Hey teacher friend! Today we’re diving back into the Wait… What?? blog series all about the Science of Reading. Some think that “Science of Reading” is just a trending buzzword in education that will pass like any new fad. But, it is not a trend, nor is it a fad. It is solid, evidence-based research about how the brain actually learns to be an efficient reader. With this in mind, today’s topic is the 5 Pillars of Literacy.
Shockingly, there are many educators in the field who didn’t receive proper training in college. Believe it or not, many of us did not learn effective strategies and methods to teach students to read. We learned methods that “understood” reading from the outside looking in, instead of from the inside looking out, which is the way the brain really works. Now that educators know this, we will do better! So you may be asking now…
What are the five pillars of literacy?
As noted in their report, “Teaching Children to Read,” the National Reading Panel (2000) identified five critical components at the heart of every effective reading program. These are often referred to as the Pillars of Reading, or the Pillars of Literacy.
To that end, the five Pillars of Literacy are:
- Phonemic awareness – the ability to hear and manipulate sounds in words
- Phonics – the relationship between letters and sounds
- Fluency – the ability to read with accuracy, speed, and expression
- Vocabulary – knowing the meanings of words
- Comprehension – understanding what is being read
Without a doubt, the five pillars of literacy are essential components that students must master in order to become proficient readers. In other words, if a student is lacking in any one of the areas of literacy, their reading will be more labored than it has to be. Let’s dig in and get a little more information about these pillars.

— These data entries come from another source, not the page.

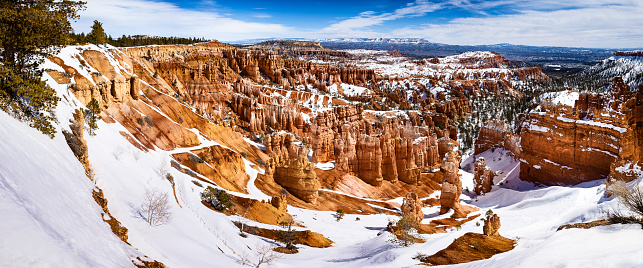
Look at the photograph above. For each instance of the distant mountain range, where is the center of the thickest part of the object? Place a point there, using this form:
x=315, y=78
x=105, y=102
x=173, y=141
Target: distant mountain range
x=554, y=58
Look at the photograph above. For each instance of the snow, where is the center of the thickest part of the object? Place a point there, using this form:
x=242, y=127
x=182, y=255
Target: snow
x=325, y=166
x=49, y=218
x=349, y=90
x=45, y=194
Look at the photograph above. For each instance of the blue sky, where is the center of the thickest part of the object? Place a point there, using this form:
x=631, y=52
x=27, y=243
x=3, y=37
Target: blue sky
x=580, y=23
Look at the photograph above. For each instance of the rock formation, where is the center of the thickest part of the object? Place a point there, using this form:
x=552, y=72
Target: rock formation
x=222, y=166
x=412, y=206
x=482, y=177
x=569, y=145
x=495, y=134
x=491, y=225
x=280, y=203
x=295, y=175
x=77, y=143
x=451, y=185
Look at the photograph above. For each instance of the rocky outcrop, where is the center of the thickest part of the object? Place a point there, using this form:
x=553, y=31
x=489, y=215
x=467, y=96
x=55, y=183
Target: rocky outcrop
x=451, y=185
x=77, y=142
x=569, y=145
x=495, y=134
x=280, y=203
x=482, y=177
x=295, y=175
x=412, y=206
x=491, y=225
x=222, y=166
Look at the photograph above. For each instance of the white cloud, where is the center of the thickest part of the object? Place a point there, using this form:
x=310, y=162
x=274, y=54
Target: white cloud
x=369, y=18
x=595, y=26
x=262, y=16
x=148, y=17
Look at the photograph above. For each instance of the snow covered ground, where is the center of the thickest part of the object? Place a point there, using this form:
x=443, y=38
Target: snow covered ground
x=49, y=218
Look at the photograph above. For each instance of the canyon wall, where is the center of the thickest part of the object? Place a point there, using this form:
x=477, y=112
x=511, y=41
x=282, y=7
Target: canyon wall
x=563, y=145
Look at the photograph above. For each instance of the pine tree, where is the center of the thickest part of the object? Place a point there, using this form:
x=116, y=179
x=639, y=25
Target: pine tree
x=92, y=116
x=97, y=35
x=31, y=30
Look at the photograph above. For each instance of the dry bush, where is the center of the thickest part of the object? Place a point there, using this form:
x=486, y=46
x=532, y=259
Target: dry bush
x=266, y=255
x=405, y=231
x=155, y=209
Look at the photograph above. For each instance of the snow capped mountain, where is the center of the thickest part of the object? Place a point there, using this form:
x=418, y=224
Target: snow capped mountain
x=628, y=66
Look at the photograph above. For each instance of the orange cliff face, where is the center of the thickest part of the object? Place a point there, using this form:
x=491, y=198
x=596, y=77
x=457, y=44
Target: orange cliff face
x=564, y=145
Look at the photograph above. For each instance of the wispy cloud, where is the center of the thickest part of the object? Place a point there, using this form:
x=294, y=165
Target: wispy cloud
x=371, y=18
x=600, y=23
x=160, y=18
x=262, y=16
x=588, y=23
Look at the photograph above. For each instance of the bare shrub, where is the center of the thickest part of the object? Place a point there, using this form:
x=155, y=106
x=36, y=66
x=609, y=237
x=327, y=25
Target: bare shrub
x=136, y=154
x=117, y=153
x=266, y=255
x=162, y=168
x=155, y=208
x=287, y=236
x=405, y=230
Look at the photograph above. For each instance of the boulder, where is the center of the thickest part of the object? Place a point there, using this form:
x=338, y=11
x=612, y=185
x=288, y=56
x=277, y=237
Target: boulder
x=482, y=177
x=491, y=225
x=451, y=185
x=411, y=205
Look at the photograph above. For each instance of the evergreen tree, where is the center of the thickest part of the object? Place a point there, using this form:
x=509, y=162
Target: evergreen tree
x=31, y=30
x=97, y=35
x=92, y=116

The Phonemic Awareness Pillar
Phonemic awareness is the ability to identify and manipulate individual sounds in spoken words. Children who have strong phonemic awareness skills can easily identify rhyming words and syllables. Indeed, phonemics awareness helps students learn how to read and write more efficiently even though no written language is used to develop the skill. Think of it this way – any work you do in developing phonemic awareness can be done in the dark. With that being said, phonemic awareness does not involve graphemes, morphemes, or anything at all to do with printed letters.
The Phonics Pillar
Phonics, on the other hand, involves the relationship between sounds and the printed letters that represent those sounds. Learning phonics allows individuals to decode words and encode, or spell, words correctly. For development of this skill, both the printed letters and their sounds are key components. Take for example, students will learn the sound-spelling correspondences for consonant blends, consonant digraphs, and vowel digraphs. (Fun Fact: There are 44 sounds in the English language.)
The Fluency Pillar
Fluency is the ability to read text accurately, quickly, and with expression. Therefore, students who have developed fluent reading skills can read aloud with ease and comprehend what they are reading. There are many ways to practice and assess fluency, but some of the most commonly used assessments come from Acadience, DIBELS and AimsWeb oral reading fluency measures. Additionally, learning high-frequency words is an important aspect of developing reading fluency.
The Vocabulary Pillar
Vocabulary refers to the words that students can not only understand, but also use in their writing and speaking. Explicit vocabulary instruction is especially important for elementary teachers. There has been research into the impact of vocabulary from the time children are born. To that end, research shows that students coming from poverty enter school with an enormous disadvantage.
The Word Gap
In particular, children from homes with a higher socioeconomic status heard 30 million more words by the age of four than those students coming from homes with a lower socioeconomic status. To put it plainly, poor kids hear fewer words from birth to 4. Explicit instruction by teachers will, of course, help children overcome this deficit. Students receiving explicit vocabulary instruction will undoubtedly learn new words faster and use them accurately in context. Specifically, a robust vocabulary allows students to communicate more effectively and also to comprehend more complex concepts and texts.
The Comprehension Pillar
Finally, reading comprehension is the ability to understand and interpret written text. Comprehension involves using background knowledge, vocabulary, and critical thinking skills to understand the meaning of a text. As an elementary teacher, it’s important to teach students strategies to improve their comprehension skills such as predicting, summarizing, questioning, and visualizing. However, strategy instruction isn’t all there is to teaching reading comprehension. Likewise, it’s important to provide students with diverse texts and opportunities to practice their comprehension skills through discussion and written responses.
Summing up the Science
In conclusion, teachers should use the 5 pillars of reading – phonemic awareness, phonics, fluency, vocabulary, and comprehension – to teach young students to read. These pillars provide a comprehensive framework for developing strong reading skills. By focusing on these five areas, teachers can help students build a solid foundation for reading success. In the same way, teachers will be providing what’s needed for students’ academic achievement and lifelong learning.